Fume, baby, fume. But there's more. The nationalization of AIG is not just bankrupting the country by throwing billions of our dollars at AIG's toxic assets. The nationalization of AIG is forcing the American taxpayer to support a very different kind of toxic asset. I refer to AIG's promotion of Sharia (Islamic law) in its Takaful division, the Sharia-compliant insurance sector of AIG. Since we the people own 80 percent of AIG, we the people now promote Sharia, too.

Don't believe me? Takaful insurance, our very own AIG Takaful Web site explains, "avoids prohibited elements in accordance with the Sharia law," adding: "We do not invest in anything that is haram (prohibited under Sharia). We do not borrow, lend or enter into any financial transaction that is unIslamic."

At the very least -- aside from promoting from the law of the Koran, Osama bin Laden, the Taliban, the mullahs of Iran, the clerics of Saudi Arabia (not to mention Afghanistan, whose Sharia-supreme "justice" system recently upheld a journalist's 20-year prison sentence for "blasphemy") -- taxpayer support for AIG is by definition sectarian and therefore in violation of the Establishment Clause of the Constitution.

It is on these grounds -- that the American taxpayer is now directly funding sectarian Islamic religious activities -- that a lawsuit, conducted by the Thomas More Law Center, has been filed against the government. Recently, the Justice Department, another U.S. taxpayer-funded entity last time I checked, entered the case to defend the AIG bailout, filing a motion to dismiss, the Thomas More Law Center notes, based on this being a time of "crisis."

You better believe this is a time of crisis -- but not the crisis envisioned by Justice officials charged with safeguarding gross government fecklessness. Only two of our elected officials -- Reps. Sue Myrick, R-N.C., and Frank Wolf, R-Va., and bless them for it -- have publicly decried the government's AIG Sharia-bailout; that's a crisis. Chump change bonuses arouse the wrath of the nation -- not the nefarious movement to nationalize the marketplace; that's a crisis, too. The American people are angry, good. But we need to understand there are far more important things to be angry about.

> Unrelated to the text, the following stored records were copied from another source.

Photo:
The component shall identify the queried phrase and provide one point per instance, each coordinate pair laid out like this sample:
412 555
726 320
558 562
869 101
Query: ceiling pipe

Guest Comment:First and foremost, is the excellent article by Diana West. She describes the violations occasioned by AIG bailout which has brought to the surface prior $100,000+ contributions by AIG to Sen Dodd and Obama, each. Is it then surprising that AIG bonuses were written into the bailout legislation?

The biggest offender, however, is that AIG which is not 80% owned by the govt., is promoting Islamic-based Sharia financing. As West explains, this is a definite violation of the establishment clause of the US Constitution. And guess what? The US Atty General is defending that lawsuit, on the ground of a crisis. West aptly point out that the crisis is a constitutional one. The obscenity of it is that the US govt is using our tax money to defend its own violation of law.

This is nothing less than corrupt Chicago politics. It is reminiscent of a payback to ACORN by the govt via a stimulus package for having campaigned on behalf of Obama, at a time when ACORN is being investigated for voter fraud and other voter-related irregularities. Remember also that Fannie Mae contributed over $100,000 to the Obama campaign?

We are in serious trouble on many fronts. We should heed the advice of West and get very angry. Aggie

1 comment:

toronto condos said...

'There are simply too few of us seeing red, for example, over the surprise Federal Reserve decision (announced this week at the height of Bonus Rage) to pump another $1 trillion into the economy, money the International Herald Tribune said the Fed "will create out of thin air."'

Not too many people can differentiate between 'million', 'billion' and 'trillion', which is quite a problem, because 'millions for AIG' seems like a bigger problem than 'trillions for the economy'.